Why is it impossible to build a compiler that can determine if a C++ function will change the value of a particular variable?

Why is it impossible to build such a compiler?

For the same reason that you can't write a program that will determine whether any given program will terminate. This is known as the halting problem, and it's one of those things that's not computable.

To be clear, you can write a compiler that can determine that a function does change the variable in some cases, but you can't write one that reliably tells you that the function will or won't change the variable (or halt) for every possible function.

Here's an easy example:

void foo() {
    if (bar() == 0) this->a = 1;
}

How can a compiler determine, just from looking at that code, whether foo will ever change a? Whether it does or doesn't depends on conditions external to the function, namely the implementation of bar. There's more than that to the proof that the halting problem isn't computable, but it's already nicely explained at the linked Wikipedia article (and in every computation theory textbook), so I'll not attempt to explain it correctly here.


Imagine such compiler exists. Let's also assume that for convenience it provides a library function that returns 1 if the passed function modifies a given variable and 0 when the function doesn't.

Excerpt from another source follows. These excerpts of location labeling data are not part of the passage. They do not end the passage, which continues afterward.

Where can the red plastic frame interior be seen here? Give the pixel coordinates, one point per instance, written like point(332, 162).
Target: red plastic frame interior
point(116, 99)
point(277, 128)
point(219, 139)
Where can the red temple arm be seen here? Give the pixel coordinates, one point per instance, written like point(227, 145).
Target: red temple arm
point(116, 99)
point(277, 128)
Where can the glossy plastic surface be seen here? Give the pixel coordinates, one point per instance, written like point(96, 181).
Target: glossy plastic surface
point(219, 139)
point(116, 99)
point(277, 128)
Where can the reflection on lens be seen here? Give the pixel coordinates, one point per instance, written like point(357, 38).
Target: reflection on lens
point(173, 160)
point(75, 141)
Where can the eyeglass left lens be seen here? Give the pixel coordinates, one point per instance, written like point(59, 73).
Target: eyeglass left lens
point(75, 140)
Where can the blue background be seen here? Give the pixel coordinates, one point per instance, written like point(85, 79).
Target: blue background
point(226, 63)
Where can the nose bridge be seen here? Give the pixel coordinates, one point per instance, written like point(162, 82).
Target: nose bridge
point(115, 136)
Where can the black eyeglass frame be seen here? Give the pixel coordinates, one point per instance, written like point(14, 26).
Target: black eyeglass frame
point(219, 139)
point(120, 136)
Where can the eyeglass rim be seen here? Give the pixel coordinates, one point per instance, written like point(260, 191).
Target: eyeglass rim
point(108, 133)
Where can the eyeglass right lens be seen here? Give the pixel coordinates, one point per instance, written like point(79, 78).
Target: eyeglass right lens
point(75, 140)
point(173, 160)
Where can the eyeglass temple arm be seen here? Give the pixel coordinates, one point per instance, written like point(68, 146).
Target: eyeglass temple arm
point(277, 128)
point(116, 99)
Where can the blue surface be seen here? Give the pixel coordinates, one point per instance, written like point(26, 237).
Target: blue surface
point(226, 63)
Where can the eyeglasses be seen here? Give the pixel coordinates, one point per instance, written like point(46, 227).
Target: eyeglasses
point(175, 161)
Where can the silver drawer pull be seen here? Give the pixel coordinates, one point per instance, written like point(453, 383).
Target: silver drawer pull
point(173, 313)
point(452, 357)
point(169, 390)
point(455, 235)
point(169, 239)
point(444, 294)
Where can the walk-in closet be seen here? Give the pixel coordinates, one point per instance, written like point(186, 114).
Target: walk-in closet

Then what should this program print?

int variable = 0;

void f() {
    if (modifies_variable(f, variable)) {
        /* do nothing */
    } else {
        /* modify variable */
        variable = 1;
    }
}

int main(int argc, char **argv) {
    if (modifies_variable(f, variable)) {
        printf("Modifies variable\n");
    } else {
        printf("Does not modify variable\n");
    }

    return 0;
}

Don't confuse "will or will not modify a variable given these inputs" for "has an execution path which modifies a variable."

The former is called opaque predicate determination, and is trivially impossible to decide - aside from reduction from the halting problem, you could just point out the inputs might come from an unknown source (eg. the user). This is true of all languages, not just C++.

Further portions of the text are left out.